Добавить в цитаты Настройки чтения

Страница 50 из 117



(Матвей Дмитриев-Мамонов. Июль 1825 года. Дубровицы)

– Вот вам, батенька, и вся каббалистика! – не удержался от разочарованного восклицания князь Васильчиков, ожидавший в скрытом от посторонних глаз поместье пущих таинств. – Нагонят россказнями страху, а тут всего и страху-то, что знамя да гербы, да…

Голос уездного предводителя осекся. В этот миг взгляд его, миновав все древки и гербы, обратился в дальний угол залы, где стояло огромное кресло, почти трон, заполненное ворохом пакли и тряпья.

На последних словах князя Васильчикова ворох вдруг зашевелился. И из груд этой грязной пакли показался… человеческий глаз.
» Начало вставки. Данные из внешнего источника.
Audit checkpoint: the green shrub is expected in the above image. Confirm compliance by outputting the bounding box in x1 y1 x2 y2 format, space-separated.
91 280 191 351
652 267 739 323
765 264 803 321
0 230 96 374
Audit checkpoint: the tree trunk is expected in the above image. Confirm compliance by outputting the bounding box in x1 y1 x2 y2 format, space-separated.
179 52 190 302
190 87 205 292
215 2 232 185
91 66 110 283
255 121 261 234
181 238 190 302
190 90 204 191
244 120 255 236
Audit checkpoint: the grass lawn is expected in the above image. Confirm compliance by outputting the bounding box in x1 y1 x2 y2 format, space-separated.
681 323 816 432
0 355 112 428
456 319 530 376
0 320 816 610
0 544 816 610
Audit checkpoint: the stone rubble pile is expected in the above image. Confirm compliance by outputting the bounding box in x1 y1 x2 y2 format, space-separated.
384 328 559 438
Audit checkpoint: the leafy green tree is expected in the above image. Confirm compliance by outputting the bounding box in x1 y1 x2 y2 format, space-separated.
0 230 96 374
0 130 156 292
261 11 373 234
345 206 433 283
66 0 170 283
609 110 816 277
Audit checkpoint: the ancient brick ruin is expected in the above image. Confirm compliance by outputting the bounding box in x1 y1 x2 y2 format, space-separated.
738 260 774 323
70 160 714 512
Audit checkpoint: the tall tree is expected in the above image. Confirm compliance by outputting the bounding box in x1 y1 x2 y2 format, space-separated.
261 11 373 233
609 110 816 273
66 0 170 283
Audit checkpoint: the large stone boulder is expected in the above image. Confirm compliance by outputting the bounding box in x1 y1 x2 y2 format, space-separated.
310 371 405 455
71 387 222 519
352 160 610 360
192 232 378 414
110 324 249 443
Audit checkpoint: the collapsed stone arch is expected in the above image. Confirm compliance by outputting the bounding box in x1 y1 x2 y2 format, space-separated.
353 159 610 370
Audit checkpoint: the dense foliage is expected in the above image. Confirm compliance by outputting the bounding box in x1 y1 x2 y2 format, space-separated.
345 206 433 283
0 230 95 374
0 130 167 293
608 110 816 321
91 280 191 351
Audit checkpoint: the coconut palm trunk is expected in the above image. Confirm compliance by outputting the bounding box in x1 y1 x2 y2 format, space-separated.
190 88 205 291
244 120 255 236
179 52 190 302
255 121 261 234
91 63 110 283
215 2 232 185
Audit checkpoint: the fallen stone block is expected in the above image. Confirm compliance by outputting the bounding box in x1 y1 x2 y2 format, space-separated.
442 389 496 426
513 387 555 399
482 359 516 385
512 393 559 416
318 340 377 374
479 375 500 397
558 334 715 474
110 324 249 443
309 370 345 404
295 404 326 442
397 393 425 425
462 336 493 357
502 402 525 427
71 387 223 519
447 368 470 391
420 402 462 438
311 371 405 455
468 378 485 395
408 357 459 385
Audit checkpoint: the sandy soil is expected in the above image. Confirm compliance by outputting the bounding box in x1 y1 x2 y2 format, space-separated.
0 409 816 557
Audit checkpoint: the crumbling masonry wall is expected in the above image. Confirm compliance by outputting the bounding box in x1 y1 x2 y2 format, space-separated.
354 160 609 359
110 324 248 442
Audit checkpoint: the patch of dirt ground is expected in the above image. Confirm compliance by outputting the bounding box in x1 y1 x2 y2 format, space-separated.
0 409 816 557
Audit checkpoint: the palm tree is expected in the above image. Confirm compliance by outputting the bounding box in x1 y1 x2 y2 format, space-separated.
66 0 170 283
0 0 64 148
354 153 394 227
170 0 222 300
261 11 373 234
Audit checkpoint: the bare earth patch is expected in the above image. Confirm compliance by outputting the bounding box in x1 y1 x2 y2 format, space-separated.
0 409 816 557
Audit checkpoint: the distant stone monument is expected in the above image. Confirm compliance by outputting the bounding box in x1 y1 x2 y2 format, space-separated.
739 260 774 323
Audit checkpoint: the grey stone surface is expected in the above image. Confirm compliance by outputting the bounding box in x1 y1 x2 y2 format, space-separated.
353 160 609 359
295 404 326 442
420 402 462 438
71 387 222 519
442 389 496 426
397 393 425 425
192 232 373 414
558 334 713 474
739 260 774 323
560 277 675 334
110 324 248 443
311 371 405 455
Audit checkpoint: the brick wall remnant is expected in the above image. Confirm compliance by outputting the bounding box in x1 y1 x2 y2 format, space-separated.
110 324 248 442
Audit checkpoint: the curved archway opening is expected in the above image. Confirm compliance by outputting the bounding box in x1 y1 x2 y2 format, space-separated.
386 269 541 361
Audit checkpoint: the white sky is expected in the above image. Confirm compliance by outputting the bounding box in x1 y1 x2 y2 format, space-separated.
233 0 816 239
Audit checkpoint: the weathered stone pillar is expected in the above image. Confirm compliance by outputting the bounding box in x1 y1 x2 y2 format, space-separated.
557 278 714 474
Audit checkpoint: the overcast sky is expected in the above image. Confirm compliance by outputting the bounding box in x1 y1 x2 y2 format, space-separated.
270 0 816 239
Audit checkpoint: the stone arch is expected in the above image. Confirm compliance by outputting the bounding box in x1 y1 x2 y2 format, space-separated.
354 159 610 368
Глаз посмотрел на князя Васильчикова, затем на поручика, по телу которого пробежала дрожь. Еще мгновение, и Владимир Иванович поверил бы во все рассказы о таинственных духах и прочих тайнах мамоновской усадьбы, если б груда пакли и тряпья не зашевелилась вновь, открыв и второй глаз. А за ним проступили и прочие черты странного, но вполне человеческого лица.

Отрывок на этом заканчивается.